In questo caso avviene quindi senz’altro un’esclusione dell’Io cosciente – un bypassamento dell’Io che è poi un vero e proprio disinnesco della coscienza –, con il conseguente passaggio diretto degli elementi estranei all’”Einbettung” personale, seguito poi dall’emersione interiore alle spalle dell’Io.
Si tratta insomma di una comunicazione interpersonale non esteriore ma invece tutta interiore.
E si può ben dire che di tale fenomenologia la Stein ha esplorato solo la parte più in linea con la più rigorosa filosofia e psicologia. La Walther va invece ben oltre.
Ora è evidente che, per tutto il tempo del verificarsi di questi fenomeni, l’Io non viene a sapere assolutamente nulla di ciò che accade. In questo modo, allora, viene alla luce una fenomenologia psichica entro la quale la coscienza non gioca assolutamente alcun ruolo. E per la precisione ciò non avviene già sul piano della semplice psicologia. Pertanto ciò non avviene in maniera ancora maggiore sul piano di quella Fenomenologia, la quale tende ad assegnare alla coscienza (e quindi all’Io) un ruolo di importanza davvero cruciale.
A fronte delle osservazioni della Walther, bisogna quindi ammettere che ci troviamo davvero anni luce lontano dalla visione di Husserl. I termini della Fenomenologia di quest’ultimo sono quindi da considerare totalmente assenti presso la nostra pensatrice. E pertanto lo sono anche i termini della Fenomenologia storica che non fu husserliana (quella scheleriana e heideggeriana). Per quanto (per alcuni aspetti) ciò possa sembrare paradossale, l’elemento che accomuna queste tre visioni filosofiche appare essere proprio quello di un realismo del quale non vi è invece alcuna traccia nella visione della Walther. Ed in questo modo appare chiaro quanto quest’ultima si distacchi sullo sfondo del pensiero del suo tempo. La forte tendenza teosofica della visione waltheriana va pertanto senz’altro intesa come il segno dell’operare in lei di una vera e propria “perennis philosophia”. Non a caso la pensatrice protesta energicamente contro la negazione scettica dei fenomeni che lei invece avvalora pienamente. Ella sostiene infatti che, anche nel caso che tale negazione avesse le sue ragioni, essa urta comunque contro l’evidenza secondo la quale nella contemplazione noi possiamo effettivamente osservare oggetti (concetto, essenza, idea) in maniera puramente astratta.

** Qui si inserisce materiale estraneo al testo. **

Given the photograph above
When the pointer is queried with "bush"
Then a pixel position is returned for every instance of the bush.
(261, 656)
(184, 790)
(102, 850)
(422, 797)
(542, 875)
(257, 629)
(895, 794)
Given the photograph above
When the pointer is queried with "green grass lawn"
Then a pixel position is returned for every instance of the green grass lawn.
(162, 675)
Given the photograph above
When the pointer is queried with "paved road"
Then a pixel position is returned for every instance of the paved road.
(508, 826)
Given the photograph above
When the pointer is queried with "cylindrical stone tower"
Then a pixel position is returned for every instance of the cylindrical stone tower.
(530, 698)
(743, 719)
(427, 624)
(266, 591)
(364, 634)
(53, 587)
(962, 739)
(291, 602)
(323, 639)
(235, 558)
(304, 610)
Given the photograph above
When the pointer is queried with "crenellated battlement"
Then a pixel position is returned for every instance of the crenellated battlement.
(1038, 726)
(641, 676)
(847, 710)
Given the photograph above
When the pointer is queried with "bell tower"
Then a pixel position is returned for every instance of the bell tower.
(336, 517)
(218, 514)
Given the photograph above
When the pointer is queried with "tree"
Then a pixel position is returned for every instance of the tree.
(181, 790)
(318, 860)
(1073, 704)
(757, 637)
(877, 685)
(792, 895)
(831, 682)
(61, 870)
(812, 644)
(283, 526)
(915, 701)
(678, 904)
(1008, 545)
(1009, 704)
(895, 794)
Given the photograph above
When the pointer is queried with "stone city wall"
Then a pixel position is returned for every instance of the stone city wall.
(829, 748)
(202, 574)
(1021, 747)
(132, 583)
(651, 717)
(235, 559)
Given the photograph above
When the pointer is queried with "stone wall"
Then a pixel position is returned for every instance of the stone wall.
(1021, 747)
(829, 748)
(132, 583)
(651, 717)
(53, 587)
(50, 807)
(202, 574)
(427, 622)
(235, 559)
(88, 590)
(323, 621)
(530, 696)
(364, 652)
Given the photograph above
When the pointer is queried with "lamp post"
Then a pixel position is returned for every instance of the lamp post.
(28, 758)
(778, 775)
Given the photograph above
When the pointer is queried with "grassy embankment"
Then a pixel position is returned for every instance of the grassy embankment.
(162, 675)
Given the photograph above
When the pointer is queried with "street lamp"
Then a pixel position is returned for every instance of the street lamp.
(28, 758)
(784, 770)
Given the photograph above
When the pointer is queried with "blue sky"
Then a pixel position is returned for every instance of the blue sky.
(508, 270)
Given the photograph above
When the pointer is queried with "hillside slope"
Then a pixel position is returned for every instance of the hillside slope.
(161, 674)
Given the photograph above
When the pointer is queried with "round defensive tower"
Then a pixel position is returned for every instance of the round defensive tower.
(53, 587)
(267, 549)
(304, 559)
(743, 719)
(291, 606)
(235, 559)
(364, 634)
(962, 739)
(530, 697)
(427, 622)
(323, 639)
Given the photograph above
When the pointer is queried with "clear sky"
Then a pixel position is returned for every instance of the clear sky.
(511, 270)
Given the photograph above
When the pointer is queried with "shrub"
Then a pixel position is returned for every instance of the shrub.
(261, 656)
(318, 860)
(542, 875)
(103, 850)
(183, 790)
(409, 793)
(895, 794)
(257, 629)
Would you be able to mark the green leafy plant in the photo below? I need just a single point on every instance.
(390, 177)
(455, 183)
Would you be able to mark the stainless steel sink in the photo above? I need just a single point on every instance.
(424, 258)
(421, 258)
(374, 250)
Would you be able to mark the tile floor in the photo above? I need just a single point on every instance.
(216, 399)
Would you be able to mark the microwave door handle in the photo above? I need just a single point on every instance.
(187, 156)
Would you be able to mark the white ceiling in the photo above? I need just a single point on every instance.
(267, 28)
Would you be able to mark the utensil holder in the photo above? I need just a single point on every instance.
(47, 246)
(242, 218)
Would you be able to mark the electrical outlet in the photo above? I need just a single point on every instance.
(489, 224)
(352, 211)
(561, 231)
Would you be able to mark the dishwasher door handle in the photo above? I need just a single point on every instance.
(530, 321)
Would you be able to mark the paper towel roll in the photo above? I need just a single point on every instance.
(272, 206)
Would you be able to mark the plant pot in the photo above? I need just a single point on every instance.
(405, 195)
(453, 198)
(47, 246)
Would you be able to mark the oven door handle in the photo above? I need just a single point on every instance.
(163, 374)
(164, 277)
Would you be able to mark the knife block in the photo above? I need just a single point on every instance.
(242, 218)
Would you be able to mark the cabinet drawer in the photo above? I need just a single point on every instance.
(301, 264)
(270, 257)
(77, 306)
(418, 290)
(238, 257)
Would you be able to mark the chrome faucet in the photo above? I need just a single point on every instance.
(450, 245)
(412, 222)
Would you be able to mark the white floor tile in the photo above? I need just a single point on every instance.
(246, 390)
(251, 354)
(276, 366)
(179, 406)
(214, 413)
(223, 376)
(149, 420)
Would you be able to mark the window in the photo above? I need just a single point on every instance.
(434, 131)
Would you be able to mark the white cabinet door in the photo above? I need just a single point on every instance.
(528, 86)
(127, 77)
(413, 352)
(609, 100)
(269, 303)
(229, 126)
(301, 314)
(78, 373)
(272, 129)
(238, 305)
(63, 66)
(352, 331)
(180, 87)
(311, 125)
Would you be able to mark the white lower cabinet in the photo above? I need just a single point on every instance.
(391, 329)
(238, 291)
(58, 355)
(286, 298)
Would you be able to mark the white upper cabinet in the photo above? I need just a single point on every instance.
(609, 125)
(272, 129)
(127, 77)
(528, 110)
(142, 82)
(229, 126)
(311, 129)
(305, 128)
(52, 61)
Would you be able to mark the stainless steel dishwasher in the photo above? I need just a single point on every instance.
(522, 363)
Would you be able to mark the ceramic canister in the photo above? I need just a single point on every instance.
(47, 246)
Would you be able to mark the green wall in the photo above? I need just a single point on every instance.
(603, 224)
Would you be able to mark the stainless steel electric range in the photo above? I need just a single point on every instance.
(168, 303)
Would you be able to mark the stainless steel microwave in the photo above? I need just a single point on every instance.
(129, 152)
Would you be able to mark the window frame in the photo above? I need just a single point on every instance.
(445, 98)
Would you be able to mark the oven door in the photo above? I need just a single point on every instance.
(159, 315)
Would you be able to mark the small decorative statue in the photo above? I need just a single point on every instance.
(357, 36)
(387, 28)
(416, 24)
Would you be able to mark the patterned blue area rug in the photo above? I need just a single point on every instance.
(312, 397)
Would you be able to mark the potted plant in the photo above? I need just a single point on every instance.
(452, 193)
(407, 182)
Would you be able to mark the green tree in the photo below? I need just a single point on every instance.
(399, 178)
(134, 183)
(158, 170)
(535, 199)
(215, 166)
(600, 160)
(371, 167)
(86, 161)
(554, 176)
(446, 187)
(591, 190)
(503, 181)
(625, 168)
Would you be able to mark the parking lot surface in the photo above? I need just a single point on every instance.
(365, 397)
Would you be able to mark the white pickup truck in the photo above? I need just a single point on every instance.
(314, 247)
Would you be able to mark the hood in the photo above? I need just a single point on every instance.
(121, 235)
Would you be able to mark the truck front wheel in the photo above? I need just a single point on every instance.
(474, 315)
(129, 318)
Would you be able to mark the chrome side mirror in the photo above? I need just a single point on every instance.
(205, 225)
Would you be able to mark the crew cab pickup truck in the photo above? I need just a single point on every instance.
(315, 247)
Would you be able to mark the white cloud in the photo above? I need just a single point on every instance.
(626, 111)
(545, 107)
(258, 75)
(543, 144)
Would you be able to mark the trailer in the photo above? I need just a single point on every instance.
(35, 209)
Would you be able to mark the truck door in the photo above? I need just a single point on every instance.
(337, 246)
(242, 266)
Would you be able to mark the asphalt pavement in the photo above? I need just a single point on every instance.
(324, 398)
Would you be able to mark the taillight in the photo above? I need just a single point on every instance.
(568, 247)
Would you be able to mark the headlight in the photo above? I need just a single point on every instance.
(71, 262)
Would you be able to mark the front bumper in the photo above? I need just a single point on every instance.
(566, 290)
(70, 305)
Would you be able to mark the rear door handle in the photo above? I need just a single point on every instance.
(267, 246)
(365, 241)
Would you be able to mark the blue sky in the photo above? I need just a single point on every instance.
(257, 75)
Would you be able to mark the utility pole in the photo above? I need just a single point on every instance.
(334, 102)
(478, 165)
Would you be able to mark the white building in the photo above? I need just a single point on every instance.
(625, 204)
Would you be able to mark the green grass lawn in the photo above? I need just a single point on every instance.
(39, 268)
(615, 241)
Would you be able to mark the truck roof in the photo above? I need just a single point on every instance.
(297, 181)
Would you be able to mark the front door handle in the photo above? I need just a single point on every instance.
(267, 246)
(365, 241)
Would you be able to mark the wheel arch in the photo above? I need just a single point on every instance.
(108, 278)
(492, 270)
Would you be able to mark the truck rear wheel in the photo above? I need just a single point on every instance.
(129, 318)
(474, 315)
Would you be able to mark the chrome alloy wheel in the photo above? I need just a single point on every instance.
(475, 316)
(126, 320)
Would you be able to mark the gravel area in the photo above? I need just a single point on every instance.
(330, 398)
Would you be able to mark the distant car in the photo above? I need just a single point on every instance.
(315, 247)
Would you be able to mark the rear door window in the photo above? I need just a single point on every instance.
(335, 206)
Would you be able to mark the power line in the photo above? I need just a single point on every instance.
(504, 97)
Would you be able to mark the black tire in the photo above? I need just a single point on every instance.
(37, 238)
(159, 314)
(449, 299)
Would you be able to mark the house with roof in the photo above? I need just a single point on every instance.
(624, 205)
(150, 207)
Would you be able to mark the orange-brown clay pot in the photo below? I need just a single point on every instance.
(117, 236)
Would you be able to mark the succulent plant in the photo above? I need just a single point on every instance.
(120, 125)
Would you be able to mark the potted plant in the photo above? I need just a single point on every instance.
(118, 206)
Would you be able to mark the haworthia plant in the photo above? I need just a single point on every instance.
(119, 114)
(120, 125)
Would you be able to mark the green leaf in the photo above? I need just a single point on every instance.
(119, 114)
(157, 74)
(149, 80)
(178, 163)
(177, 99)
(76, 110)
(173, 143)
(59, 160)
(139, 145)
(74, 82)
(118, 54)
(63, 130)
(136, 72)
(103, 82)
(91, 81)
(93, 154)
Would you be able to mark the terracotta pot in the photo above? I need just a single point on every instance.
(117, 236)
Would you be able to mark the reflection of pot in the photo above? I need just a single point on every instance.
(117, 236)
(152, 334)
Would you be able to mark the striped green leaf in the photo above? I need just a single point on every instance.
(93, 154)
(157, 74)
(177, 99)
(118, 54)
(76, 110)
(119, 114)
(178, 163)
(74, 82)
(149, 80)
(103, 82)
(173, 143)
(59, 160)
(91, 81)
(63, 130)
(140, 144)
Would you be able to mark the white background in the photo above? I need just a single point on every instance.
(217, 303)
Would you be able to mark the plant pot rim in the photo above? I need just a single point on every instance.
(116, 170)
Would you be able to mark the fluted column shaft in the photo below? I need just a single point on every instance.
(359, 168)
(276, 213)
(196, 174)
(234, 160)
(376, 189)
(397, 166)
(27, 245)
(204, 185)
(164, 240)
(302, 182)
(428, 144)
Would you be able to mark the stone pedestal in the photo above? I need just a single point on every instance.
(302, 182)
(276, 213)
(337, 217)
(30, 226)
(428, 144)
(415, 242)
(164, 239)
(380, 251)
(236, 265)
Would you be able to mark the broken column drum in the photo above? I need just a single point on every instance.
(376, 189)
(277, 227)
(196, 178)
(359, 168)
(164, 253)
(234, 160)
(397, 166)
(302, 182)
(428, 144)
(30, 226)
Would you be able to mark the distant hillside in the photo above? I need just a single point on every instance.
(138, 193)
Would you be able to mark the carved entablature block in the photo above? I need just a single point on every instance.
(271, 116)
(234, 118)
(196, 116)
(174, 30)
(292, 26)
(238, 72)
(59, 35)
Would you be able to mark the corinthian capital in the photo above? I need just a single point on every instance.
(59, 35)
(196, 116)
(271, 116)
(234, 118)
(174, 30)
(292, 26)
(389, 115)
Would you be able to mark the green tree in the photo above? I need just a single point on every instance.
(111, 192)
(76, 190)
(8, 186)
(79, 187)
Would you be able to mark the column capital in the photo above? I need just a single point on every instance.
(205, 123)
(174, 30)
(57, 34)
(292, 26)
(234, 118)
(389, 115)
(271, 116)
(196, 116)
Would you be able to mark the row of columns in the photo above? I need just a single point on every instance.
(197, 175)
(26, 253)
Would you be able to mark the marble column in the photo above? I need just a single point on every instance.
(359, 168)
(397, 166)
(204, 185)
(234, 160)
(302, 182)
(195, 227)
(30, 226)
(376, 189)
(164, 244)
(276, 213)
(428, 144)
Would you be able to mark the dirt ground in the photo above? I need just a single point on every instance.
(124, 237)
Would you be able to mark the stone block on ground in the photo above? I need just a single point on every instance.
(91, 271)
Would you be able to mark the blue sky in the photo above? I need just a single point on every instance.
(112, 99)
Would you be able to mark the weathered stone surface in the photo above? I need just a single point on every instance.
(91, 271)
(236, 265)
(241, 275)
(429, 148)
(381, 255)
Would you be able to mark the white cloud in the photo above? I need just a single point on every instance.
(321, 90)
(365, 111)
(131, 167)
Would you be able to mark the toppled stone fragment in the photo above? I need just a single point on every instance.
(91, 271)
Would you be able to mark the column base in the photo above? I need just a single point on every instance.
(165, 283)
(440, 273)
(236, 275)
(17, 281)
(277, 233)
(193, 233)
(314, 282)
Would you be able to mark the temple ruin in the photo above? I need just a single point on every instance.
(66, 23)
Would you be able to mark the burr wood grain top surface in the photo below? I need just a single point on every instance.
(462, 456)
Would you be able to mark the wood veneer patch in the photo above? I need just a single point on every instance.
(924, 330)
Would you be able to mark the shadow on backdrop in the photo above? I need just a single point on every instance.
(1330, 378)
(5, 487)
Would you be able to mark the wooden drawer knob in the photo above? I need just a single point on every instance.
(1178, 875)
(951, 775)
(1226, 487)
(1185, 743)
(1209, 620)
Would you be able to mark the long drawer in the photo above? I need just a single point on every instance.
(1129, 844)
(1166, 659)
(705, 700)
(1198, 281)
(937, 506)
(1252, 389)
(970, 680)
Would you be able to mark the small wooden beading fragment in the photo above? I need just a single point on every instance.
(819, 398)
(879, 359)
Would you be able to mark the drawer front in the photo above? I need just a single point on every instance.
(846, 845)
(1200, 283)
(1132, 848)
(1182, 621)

II-2 L’Io secondo la Walther.
La visione waltheriana non può quindi rapportarsi a quella di Husserl se non in maniera fortemente critica. E ciò non può non avere conseguenze sulla dottrina dell’Io.
Di quest’ultimo infatti la pensatrice pone in forse peso e consistenza . Abbiamo già visto con quanta forza la pensatrice pone allo scoperto l’inconsistenza ontica dell’Io proprio quando esso appare nella sua forma più autarchica e quindi nel pieno di una vera e propria sua manifestazione di potenza. Si tratta insomma del fenomeno del solipsismo. Che qui però la Walther esamina nella sua manifestazione più schietta, ossia nel contesto di una vera e proprio ontologia dell’Io.
La pensatrice afferma infatti davvero senza mezzi termini che il soggetto non è affatto una monade senza finestre (Leibniz), e quindi per definizione non è affatto chiuso in sé stesso. Esso invece sempre condivide l’essere con gli altri. Per tale motivo il soggetto è per lei esso stesso un “fenomeno originario” (“Urphänomen”). Ed è in questo senso che esso costituisce un “campo di forze”.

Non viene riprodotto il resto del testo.